Bon, alors soit mon monde réel n'est pas le votre, soit j'ai eu des profs particulièrement spéciaux

.
Enfin...
j'aime bien l'idée de raconter de la merde et de dire apres "oui je sais, j'étais provocateur"
bha déjà c'est vrai ( sa se lisait d'ailleurs directement dans le texte, just par le vocabulaire...), puis c'est peut-être mieux que de dire de la merde en permanence ?
Et ce n'est pas parceque j'était provocateur que je ne pensait pas ce que je disait.
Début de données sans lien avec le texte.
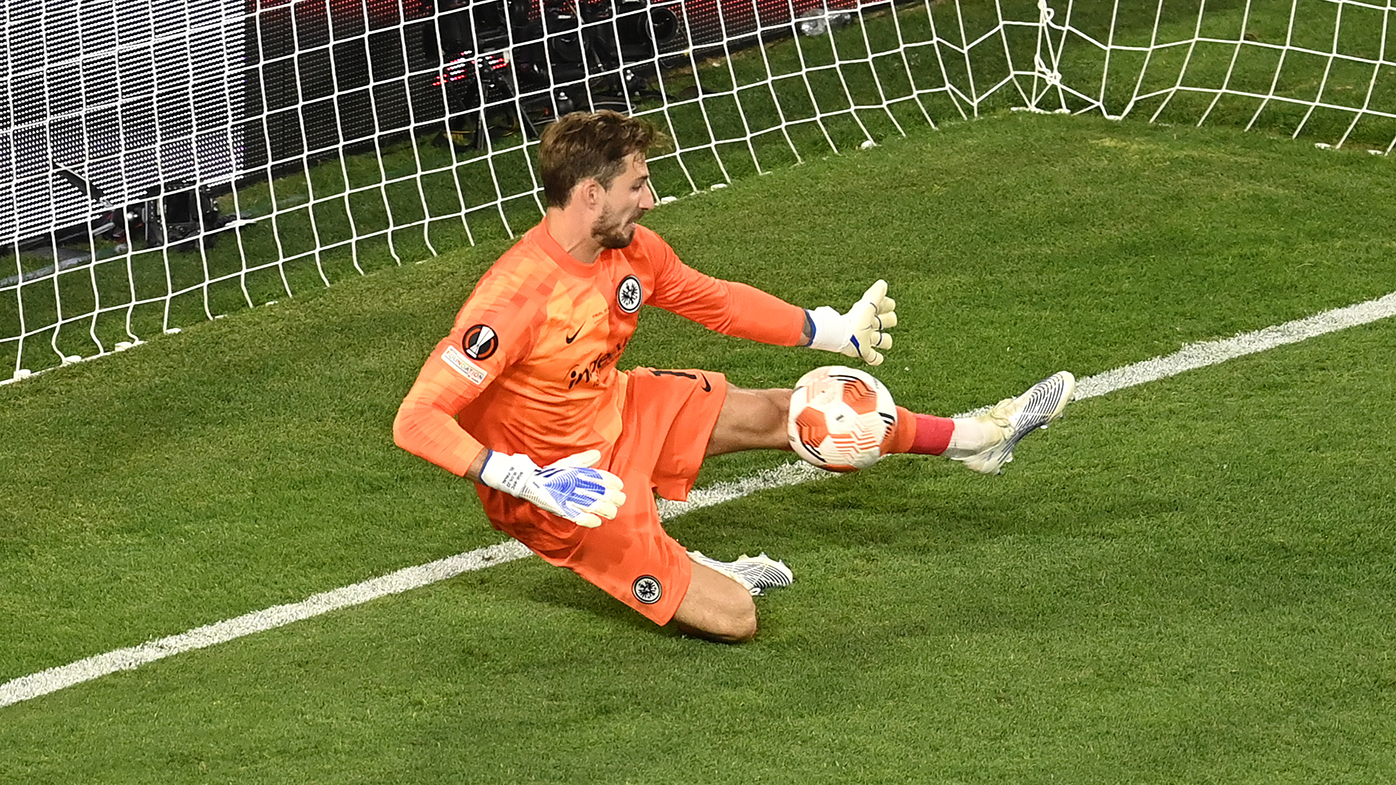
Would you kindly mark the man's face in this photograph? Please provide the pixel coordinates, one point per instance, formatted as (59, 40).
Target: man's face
(626, 201)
Disons que j'aime faire réagir, donc forcément, je suis souvent naturellement exésif.
Bon et Fab_, ta geule. (je fait comme toi

)
Enfin, y'a quand mêmes des vérités communément admises:
.pratiquement aucune évaluation ni sanction (plus précisément, tellement faibles que...)
.Certains profs ne devraient jamais être là ou ils sont, et tout le monde le sait.
En gros, c'est [ presque] tout ce que j'ai dit, dites-moi que c'est faux....
Ensuite, lorsque vous me dites que c'est pareil ailleur, j'ai envie de répondre, que d'aboord, ailleurs, ce n'est pas forcément un intéret national aussi important dont il est question, et qu'ensuite, c'est un procesus commun à toutes les grandes administrations, privées ou publiques d'ailleurs. ( enfin, 'jaurais tendance à dire que le public est encor pire, mais je vais pas troller jusque là

)
Edit:
Bon, je continu mon CDG contre l'EN, tant que j'y suis.
Les profs ont lagrement le niveau ( dans leur domaine ) requis pour enseigner. Plus précisement, ils possédent largement les connaissances aux programme (et même bien plus, encor heureux. ). Bon, jusque là, tout va bien.
Maintenant le probléme: pour moi, le metier de prof disons au moins jusqu'a la fin du lycée, avant d'être une matière précise, c'est 'abord et avant tout de la pédagogie, de la méthode, de la relation humaine, etc...
Et c'est justement non seulement ce à quoi ils sont le moins formées, mais plus grave, pour la plupart d'entre eux, c'est très loin d'être leur vocation.
je vais prendre ce que je connait, les jeunes actuel voulant devenir prof.
leur motivation:
1/ les vacances, le "faible" travail.
2/ Ils aiment un peu la matière elle-même.
Des gens voulant enseigner d'abord pour transmettre du savoir, heu... si peut-être des gens voulant devenir instit'.
Bref, avoir un rpof agrégée de latin/greque en 4ém, c'est bien, mais que sa propre classe ( je sais de quoi je parle, j'y était

) l'enferme dans le placard.. Pourtant c'était loin d'être une classe des jeunes "difficiciles", c'était une asser bonne classe d'une asser bon collège local. (autant dire qu'en un an on a jamais fait de latin.)
Bon, je prend un exemple très fort..
On va revenir sur des choses plus courantes, au lycée:
.prof de maths de 1reS: comme-de-par hasard, personne n'a rien foutu avec lui, 1/3 de la classe (moyenne) à redoublé sa 1er, un autre tiers à redoublé sa TS pasque aucune base en maths..
Prof d'éco de 2nd: personne n'a fait de 1er SeS

.
Prof de français de 6ém: voulait sortir du systéme scolaire plusieurs élèves qui se sont revelès plutôt brillant par la suite
Et c'est pas des exemple annecdotiques, c'est pareil dans quasiment tout les lycées.
Et je palres des profs les plus désastreux, pas des profs très "bof" qui s'ne foutent totalement des élèves, mais font plus ou moins ce qu'ils sont censé faire.